A center of excellence (CoE) is often the go-to pattern to “reuse that which is reusable” and delegate (i.e. allow redundancy) to enable tactical teams with potential overlapping skills to function. In my experience, CoEs are successful when:
- The foundational tooling and processes are shared / reusable
- Skill redundancy is embraced (not combatted) when jobs require unique subject matter expertise
- CoEs and functional teams/pods coordinate and collaborate on a routine basis
The key takeaway here is not to attempt “centralization of everything.”
Final Thoughts on Horizontal Team Structure
It often makes sense to consolidate tools and processes into reusable capabilities that may be shared across teams. But decision makers should remain cautious of over-abstraction. That is to say: simplifying customer needs into cookie-cutter / overly-generic horizontal functions.
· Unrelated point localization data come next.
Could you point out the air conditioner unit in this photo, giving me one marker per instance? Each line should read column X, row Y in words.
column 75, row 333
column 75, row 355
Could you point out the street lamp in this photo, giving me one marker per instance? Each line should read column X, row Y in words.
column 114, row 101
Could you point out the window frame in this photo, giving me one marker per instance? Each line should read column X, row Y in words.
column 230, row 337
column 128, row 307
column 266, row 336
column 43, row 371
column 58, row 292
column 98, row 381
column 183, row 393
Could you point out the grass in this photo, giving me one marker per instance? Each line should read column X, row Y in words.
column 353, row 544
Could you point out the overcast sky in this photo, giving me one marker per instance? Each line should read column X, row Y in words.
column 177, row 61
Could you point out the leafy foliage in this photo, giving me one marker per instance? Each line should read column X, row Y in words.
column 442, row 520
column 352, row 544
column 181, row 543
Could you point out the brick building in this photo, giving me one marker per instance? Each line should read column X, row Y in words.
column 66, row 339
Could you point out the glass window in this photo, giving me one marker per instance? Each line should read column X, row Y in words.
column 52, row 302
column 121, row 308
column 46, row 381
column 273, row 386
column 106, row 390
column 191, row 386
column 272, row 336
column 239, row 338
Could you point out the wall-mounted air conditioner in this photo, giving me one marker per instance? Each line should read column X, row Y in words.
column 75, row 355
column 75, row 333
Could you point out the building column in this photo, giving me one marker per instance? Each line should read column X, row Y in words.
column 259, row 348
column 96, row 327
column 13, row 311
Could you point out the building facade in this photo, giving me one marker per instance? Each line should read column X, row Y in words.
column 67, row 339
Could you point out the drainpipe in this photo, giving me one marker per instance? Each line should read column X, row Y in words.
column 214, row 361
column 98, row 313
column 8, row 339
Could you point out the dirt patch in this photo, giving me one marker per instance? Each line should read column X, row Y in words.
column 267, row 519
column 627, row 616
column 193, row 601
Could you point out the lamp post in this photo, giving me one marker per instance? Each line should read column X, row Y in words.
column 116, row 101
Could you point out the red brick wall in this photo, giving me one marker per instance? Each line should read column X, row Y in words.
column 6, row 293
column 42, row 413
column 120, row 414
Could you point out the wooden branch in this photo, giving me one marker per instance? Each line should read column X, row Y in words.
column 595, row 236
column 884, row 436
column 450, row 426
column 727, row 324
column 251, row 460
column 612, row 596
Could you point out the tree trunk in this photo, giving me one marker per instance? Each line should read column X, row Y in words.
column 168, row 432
Moreover, responsibility and familiarity go hand-in-hand. Without familiarity, responsibility is constrained. If shared service teams lack familiarity with customer needs, a bifurcation strategy may be in order. For example: a shared marketing platform team may manage the various martech solutions, yet separate teams will run campaigns on top of those solutions. Those campaign teams may have members with overlapping skills, and that’s perfectly fine. The goal isn’t perfectly balanced teams with zero redundancy; it’s about sharing what you can, and fostering agility everywhere else.